Исполином ель выглядела издали. С точки зрения человека. Но дятлы безошибочно определяют состояние деревьев, узнают, какие из них крепкие, здоровые, а какие уже гниют. Определяют это даже через толстенную кору и безжалостно ее продырявливают. Так продолбили они и ель. Превратили ее в решето, и в проделанных ими дырах нашли приют все бездомные звери и птицы, дупла которых были уничтожены, когда рубили лес.

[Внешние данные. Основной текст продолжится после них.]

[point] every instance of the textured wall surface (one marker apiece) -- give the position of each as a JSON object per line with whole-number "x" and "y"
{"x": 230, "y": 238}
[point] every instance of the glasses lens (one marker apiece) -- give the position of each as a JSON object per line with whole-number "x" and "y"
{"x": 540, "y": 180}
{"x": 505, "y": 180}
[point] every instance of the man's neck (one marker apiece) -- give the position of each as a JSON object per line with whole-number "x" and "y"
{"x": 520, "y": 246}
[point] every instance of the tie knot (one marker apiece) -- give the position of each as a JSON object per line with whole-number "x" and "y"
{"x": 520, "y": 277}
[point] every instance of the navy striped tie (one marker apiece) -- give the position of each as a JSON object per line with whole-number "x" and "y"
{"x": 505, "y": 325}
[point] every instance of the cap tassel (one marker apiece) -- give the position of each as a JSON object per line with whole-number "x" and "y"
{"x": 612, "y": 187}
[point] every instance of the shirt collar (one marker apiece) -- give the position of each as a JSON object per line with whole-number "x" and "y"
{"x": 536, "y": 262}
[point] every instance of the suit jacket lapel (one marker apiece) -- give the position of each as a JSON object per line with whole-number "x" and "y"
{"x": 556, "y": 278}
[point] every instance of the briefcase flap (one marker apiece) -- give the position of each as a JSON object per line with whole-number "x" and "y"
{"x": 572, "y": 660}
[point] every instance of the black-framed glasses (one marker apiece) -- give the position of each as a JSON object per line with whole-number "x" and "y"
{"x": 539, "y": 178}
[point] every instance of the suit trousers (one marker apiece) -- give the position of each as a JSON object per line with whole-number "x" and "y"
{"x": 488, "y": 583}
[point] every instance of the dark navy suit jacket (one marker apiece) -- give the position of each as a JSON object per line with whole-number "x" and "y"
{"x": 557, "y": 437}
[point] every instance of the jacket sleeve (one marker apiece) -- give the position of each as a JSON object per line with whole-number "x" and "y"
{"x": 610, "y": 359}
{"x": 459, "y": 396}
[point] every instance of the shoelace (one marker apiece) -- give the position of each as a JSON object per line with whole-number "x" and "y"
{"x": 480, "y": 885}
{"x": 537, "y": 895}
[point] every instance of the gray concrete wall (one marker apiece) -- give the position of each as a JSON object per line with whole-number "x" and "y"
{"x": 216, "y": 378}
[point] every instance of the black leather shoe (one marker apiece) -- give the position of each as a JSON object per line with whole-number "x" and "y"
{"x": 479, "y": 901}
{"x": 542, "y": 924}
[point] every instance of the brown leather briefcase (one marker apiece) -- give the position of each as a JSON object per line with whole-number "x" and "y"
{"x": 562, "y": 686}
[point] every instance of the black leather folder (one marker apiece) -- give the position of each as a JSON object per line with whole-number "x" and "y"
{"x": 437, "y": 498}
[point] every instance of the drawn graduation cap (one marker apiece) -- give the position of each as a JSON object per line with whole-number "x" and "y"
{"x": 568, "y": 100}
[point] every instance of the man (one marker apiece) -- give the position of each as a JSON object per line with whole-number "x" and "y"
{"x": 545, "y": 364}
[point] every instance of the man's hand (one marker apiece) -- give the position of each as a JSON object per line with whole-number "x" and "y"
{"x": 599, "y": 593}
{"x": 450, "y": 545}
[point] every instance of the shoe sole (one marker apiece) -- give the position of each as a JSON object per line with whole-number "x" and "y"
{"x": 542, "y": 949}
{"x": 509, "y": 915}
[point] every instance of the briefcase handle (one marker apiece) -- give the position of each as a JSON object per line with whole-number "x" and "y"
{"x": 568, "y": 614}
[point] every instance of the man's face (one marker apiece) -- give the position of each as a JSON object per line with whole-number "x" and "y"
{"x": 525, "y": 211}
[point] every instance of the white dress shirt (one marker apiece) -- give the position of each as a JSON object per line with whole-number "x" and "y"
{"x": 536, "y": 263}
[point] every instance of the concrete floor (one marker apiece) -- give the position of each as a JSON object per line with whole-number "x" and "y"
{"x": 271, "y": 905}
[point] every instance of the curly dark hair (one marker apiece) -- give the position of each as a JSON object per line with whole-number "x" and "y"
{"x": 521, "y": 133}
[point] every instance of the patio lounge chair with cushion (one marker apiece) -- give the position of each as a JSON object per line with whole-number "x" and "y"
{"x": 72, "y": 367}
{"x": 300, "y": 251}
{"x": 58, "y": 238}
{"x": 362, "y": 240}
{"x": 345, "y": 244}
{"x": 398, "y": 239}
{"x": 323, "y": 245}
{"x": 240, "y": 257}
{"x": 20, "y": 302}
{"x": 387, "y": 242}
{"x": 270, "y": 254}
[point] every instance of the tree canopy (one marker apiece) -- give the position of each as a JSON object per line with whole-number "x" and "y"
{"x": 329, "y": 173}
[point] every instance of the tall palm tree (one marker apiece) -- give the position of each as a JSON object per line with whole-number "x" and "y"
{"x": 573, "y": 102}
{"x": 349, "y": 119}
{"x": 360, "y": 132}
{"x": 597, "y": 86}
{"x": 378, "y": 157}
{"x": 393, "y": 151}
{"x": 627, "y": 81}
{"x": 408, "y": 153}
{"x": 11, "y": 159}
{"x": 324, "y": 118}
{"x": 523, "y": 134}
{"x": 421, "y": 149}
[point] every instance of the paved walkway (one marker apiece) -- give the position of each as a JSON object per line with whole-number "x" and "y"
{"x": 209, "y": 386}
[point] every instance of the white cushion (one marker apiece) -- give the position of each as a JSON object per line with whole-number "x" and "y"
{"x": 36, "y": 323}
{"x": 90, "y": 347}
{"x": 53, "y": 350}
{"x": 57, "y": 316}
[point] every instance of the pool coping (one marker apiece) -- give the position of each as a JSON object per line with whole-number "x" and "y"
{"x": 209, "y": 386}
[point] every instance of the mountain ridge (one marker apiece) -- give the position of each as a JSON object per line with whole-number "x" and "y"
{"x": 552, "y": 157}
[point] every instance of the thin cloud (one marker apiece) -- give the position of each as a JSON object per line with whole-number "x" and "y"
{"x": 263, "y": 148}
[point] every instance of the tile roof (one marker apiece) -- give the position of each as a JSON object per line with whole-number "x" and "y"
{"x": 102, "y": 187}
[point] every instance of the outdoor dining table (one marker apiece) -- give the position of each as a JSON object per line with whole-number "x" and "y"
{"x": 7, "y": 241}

Так старая исполинская ель стала удивительным общежитием птиц и насекомых, вместилищем всевозможных судеб. Белки заняли самые верхние этажи этого общежития — несколько семей, молодых и старых, набились в тесные дупла и ожидали, что дятел расширит их жилплощадь, даст им новые квартиры. А дятел и так трудится без устали, себя не щадит, но каждого дупла ожидают дюжины бездомных. Прошлым летом семья куниц-белодушек сильно увеличилась, а места не хватало, и маленькие и большие пользовались дуплом посменно. Одни забирались внутрь, другие ждали своей очереди у входа.

Две семьи лесных куниц жили на самом нижнем этаже, две почтенные пары, которые, наблюдая за трагедией своих двоюродных родичей белодушек, не решились размножаться.

Птицы были в лучшем положении — ветвей для них хватало, но это касалось птиц, которые вьют гнезда. Птицам же, которые живут в дуплах, приходилось еще хуже, чем четвероногим. Целой стаей прилетели гонимые отовсюду совы. Большинство филинов при рубке леса оказались на земле и погибли под палками дровосеков, но несколько еле-еле спасшихся устроились на старой ели, захватив три самых больших дупла. Три филина расположились внутри, два же — к ужасу беззащитных мелких птах — остались снаружи.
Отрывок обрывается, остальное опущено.